What are Agent Simulations?

Agent simulations are a powerful approach to testing AI agents that goes beyond traditional evaluation methods. Unlike static input-output testing, simulations test your agent’s behavior in realistic, multi-turn conversations that mimic how real users would interact with your system.

The Three Levels of Agent Quality

For comprehensive agent testing, you need all three levels:

  • Level 1: Unit tests
    Traditional unit and integration software tests to guarantee that e.g. the agent tools are working correctly from a software point of view

  • Level 2: Evals, Finetunning and Prompt Optimization
    Measuring the performance of individual non-deterministic components of the agent, for example maximizing RAG accuracy with evals, or approximating human preference with GRPO

  • Level 3: Agent Simulations
    End-to-end testing of the agent in different scenarios and edge cases, guaranteeing the whole agent achieves more than the sum of its parts, simulating a wide range of situations

Simulations complement evaluations by testing the agent as a whole system rather than isolated parts.

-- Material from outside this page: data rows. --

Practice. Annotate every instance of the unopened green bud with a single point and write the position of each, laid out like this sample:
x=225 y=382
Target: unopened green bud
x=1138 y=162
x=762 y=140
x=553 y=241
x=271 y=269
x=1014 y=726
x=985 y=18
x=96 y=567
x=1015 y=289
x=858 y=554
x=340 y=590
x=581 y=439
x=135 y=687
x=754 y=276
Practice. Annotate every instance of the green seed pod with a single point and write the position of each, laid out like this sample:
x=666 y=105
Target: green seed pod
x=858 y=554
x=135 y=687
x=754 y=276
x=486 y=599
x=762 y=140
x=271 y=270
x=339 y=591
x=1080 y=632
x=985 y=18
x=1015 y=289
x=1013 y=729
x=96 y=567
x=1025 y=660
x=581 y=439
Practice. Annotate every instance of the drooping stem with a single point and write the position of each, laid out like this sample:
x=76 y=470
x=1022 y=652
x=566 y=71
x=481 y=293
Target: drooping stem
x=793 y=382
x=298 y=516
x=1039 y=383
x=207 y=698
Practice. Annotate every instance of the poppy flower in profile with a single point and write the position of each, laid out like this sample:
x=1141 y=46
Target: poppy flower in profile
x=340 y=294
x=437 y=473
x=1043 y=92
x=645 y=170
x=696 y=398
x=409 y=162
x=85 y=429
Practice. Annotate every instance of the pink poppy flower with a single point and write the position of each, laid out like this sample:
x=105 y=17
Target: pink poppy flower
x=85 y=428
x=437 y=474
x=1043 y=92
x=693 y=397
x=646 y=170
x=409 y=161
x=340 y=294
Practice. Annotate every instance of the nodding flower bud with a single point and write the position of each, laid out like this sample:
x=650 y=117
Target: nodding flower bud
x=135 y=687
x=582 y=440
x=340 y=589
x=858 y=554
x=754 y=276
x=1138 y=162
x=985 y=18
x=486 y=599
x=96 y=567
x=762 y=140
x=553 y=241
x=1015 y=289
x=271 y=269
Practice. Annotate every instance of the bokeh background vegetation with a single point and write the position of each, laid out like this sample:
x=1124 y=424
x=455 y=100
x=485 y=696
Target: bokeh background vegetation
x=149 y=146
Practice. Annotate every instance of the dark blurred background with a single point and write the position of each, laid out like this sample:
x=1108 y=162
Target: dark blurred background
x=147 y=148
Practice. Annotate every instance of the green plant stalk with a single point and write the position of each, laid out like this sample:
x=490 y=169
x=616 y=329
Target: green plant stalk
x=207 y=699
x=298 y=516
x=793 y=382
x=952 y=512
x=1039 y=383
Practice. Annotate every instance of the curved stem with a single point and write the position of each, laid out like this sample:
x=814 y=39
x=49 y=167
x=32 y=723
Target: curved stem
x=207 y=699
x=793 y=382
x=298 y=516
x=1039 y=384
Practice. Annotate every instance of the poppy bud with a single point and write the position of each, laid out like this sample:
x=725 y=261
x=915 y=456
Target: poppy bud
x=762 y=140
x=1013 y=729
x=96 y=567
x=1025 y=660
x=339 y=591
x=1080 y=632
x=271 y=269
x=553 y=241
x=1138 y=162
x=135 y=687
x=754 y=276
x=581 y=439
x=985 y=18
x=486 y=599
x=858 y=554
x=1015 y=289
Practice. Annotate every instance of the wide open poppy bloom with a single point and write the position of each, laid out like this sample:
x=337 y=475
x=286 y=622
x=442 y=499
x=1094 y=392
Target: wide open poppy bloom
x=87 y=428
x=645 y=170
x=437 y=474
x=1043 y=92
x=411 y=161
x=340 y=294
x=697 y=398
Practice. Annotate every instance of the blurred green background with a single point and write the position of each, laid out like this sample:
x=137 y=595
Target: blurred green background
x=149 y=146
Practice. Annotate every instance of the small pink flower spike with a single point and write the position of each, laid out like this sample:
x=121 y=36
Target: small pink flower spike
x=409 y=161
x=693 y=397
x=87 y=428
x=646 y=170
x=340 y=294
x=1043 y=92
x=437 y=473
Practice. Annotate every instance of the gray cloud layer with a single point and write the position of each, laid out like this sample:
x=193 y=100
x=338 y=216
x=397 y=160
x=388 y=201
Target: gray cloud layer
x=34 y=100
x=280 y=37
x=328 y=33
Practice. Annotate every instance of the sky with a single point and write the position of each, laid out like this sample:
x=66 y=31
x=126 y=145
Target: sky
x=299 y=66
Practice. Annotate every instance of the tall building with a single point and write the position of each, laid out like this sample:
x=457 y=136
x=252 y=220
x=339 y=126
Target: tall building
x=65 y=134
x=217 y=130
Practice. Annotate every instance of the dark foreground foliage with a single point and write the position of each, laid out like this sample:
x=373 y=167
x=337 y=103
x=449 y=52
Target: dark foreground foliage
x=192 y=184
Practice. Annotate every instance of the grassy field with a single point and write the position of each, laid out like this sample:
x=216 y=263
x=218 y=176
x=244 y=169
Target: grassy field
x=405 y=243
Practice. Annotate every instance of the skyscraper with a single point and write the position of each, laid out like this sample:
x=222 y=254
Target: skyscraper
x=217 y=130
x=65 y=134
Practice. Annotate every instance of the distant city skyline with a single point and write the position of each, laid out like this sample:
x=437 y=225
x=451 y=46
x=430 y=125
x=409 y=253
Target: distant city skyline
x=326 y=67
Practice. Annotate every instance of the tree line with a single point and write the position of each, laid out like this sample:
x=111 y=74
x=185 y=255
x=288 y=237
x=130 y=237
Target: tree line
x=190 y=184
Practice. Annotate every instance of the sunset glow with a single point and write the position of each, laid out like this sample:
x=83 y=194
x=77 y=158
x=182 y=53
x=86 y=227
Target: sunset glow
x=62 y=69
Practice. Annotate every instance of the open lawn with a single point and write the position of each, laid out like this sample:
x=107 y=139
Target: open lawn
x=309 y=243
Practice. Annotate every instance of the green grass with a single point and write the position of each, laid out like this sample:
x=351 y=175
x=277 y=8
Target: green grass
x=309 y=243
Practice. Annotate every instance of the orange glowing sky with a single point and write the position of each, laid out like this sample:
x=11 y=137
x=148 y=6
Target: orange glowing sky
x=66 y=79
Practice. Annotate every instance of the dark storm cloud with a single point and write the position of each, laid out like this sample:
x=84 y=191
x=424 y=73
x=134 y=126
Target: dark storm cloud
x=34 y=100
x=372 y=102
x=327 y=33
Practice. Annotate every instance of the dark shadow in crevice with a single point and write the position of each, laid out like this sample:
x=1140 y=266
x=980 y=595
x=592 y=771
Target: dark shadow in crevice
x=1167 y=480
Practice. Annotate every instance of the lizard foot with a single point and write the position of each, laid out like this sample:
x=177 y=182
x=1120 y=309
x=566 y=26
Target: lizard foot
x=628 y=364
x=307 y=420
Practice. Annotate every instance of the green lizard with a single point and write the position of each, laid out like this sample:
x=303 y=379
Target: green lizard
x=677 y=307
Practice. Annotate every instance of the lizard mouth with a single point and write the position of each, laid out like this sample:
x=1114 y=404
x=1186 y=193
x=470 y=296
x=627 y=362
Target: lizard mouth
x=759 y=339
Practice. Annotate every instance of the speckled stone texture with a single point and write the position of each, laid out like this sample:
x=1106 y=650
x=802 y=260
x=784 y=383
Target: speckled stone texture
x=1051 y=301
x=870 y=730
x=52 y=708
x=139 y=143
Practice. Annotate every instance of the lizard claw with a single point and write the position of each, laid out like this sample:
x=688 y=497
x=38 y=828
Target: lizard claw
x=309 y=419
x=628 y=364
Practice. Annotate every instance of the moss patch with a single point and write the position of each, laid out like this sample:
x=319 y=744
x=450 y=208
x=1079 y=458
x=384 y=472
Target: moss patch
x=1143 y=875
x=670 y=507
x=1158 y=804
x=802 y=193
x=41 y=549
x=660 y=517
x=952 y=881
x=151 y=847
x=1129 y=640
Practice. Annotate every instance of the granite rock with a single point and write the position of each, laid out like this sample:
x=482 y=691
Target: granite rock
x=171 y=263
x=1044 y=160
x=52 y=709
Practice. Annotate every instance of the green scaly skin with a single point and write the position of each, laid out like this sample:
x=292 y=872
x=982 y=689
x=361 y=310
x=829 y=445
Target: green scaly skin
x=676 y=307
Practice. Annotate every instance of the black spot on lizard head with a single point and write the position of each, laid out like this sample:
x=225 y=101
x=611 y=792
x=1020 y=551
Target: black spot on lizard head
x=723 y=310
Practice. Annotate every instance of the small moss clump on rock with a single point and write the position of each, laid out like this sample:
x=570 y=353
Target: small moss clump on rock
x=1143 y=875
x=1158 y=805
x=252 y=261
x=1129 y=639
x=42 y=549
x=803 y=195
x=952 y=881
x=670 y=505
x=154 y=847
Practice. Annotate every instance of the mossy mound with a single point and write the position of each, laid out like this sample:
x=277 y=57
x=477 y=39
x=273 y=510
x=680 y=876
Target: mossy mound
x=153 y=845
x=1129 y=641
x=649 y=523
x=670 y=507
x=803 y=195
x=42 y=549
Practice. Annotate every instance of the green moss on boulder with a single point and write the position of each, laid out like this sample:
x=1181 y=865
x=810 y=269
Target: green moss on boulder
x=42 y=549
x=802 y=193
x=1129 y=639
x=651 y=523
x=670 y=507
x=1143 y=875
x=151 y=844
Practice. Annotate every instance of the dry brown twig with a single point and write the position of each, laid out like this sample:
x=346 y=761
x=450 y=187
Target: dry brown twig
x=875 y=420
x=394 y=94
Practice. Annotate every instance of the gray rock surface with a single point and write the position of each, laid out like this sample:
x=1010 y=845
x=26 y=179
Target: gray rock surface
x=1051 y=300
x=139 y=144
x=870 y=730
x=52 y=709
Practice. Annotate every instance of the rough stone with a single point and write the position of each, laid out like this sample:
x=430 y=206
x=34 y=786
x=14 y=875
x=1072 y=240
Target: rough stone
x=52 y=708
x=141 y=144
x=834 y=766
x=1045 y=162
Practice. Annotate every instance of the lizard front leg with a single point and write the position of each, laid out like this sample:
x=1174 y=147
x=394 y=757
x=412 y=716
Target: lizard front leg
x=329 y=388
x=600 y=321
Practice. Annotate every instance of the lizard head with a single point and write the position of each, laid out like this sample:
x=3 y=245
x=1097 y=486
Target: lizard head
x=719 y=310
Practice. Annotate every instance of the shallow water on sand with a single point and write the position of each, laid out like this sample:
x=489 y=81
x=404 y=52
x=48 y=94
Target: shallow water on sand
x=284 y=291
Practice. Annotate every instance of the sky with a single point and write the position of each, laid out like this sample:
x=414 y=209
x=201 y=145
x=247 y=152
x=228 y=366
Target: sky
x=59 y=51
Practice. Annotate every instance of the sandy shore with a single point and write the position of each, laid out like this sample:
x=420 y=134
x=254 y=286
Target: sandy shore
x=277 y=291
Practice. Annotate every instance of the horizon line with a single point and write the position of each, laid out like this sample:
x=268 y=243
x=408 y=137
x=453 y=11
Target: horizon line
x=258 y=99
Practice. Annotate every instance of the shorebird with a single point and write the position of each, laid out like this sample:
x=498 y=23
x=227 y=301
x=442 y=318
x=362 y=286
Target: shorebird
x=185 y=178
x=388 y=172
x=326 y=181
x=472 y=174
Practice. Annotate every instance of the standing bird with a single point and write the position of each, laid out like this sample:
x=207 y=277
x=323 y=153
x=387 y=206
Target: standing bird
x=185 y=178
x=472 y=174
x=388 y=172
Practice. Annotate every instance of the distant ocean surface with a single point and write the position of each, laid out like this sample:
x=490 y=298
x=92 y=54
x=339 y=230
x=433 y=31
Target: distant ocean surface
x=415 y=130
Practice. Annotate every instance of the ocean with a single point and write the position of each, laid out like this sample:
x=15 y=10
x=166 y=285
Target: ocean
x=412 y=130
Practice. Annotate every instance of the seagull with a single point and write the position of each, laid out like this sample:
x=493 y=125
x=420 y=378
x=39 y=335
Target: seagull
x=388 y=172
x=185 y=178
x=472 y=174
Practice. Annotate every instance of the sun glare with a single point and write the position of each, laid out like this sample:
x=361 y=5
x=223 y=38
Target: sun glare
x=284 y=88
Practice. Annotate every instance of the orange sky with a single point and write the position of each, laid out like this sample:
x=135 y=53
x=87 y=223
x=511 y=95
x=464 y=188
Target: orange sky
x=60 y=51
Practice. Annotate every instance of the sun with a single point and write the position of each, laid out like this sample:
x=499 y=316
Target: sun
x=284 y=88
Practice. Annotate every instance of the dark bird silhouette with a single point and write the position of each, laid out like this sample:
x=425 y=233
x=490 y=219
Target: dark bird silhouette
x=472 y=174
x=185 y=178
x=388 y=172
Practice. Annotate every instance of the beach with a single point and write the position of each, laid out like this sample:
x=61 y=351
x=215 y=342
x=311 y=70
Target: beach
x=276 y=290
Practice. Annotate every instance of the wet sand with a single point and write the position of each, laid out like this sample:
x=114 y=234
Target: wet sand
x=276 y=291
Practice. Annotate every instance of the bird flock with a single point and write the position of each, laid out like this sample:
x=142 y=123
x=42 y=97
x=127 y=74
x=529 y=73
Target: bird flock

Why Traditional Evaluation Isn’t Enough for Agents

Most evaluations are based on dataset, with a static set of cases, those are hard to get specially when you are just getting started, they often require a great amount of examples to be valuable, and an expected answer to be provided, but more than anything, they are static, like input to output, or query to expected_contexts.

Agents, however, aren’t simple input-output functions. They are processes. An agent behaves like a program, executing a sequence of operations, using tools, and maintaining state.

Evaluation dataset (single input-output pairs):

queryexpected_answer
What is your refund policy?We offer a 30-day money-back guarantee on all purchases.
How do I cancel my subscription?You can cancel your subscription by logging into your account and clicking the “Cancel Subscription” button.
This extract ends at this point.